FAME’S NOT MY GAME
It might not be the fight the nation demanded but, for the first time in three years, Anthony Joshua will pack out a major British stadium again tomorrow night, writes DAVE KIDD.
Joshua claims he is not in the fight game for the fame, but to lift the profile of his sweet science to unprecedented levels.

That he undoubtedly did in 2017 and 2018, when we grew accustomed to AJ’s big nights out, as he slayed Wladimir Klitschko, Carlos Takam, Joseph Parker and Alexander Povetkin in front of 80,000 crowds at Wembley and Cardiff.
Since then, Joshua lost his crown to Andy Ruiz Jr in New York, won it back in a soulless desert setting in Saudi Arabia, then endured the pandemic like the rest of us before he knocked out Kubrat Pulev in front of a tiny audience at Wembley Arena last year.

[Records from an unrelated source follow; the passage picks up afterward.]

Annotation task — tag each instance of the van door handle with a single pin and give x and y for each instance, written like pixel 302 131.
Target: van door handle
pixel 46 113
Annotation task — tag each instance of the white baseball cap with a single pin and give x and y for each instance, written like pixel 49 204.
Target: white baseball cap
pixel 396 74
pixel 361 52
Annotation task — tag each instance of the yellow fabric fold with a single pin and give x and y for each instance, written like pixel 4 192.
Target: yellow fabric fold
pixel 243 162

At Tottenham’s magnificent new stadium tomorrow night, Joshua will put his three belts on the line in front of a 68,000 crowd against Ukraine’s former undisputed world cruiserweight champion Oleksandr Usyk.

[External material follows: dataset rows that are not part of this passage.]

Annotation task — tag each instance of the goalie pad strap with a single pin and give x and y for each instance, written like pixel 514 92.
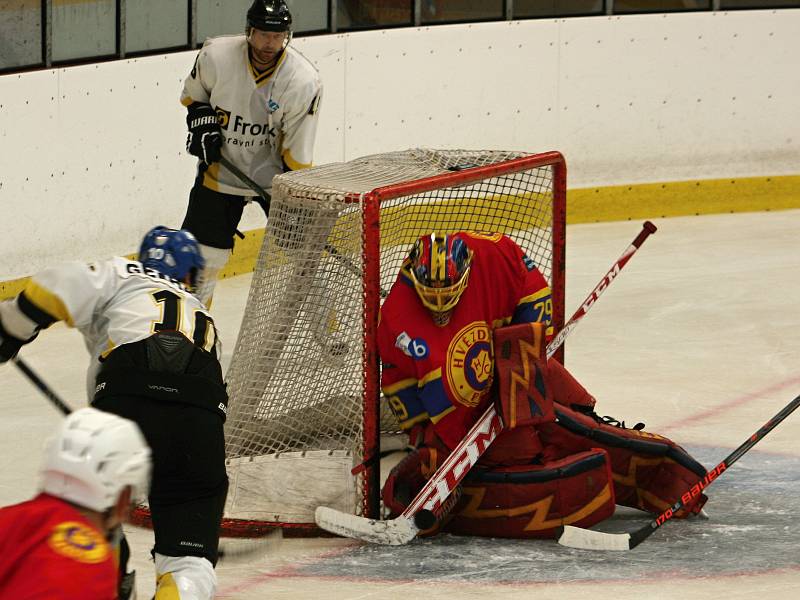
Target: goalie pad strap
pixel 614 437
pixel 651 472
pixel 537 474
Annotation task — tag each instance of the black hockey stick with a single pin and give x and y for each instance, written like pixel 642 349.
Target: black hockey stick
pixel 264 200
pixel 42 386
pixel 586 539
pixel 426 507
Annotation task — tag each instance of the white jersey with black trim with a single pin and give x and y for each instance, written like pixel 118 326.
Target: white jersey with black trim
pixel 267 118
pixel 114 302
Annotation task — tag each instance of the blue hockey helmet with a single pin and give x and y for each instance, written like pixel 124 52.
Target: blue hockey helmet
pixel 173 252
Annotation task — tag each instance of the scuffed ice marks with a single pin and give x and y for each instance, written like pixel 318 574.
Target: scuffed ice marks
pixel 753 527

And Joshua, 31, said: “When I started boxing in around 2008, there was a global financial crisis and no real investment in sport, no governments were investing on boxing.
“But I committed and I worked hard and brought attention back to boxing.
“I don’t promote boxing to be famous, I do it so we can all benefit from it. I work hard to make sure boxing is a high profile, respected sport.”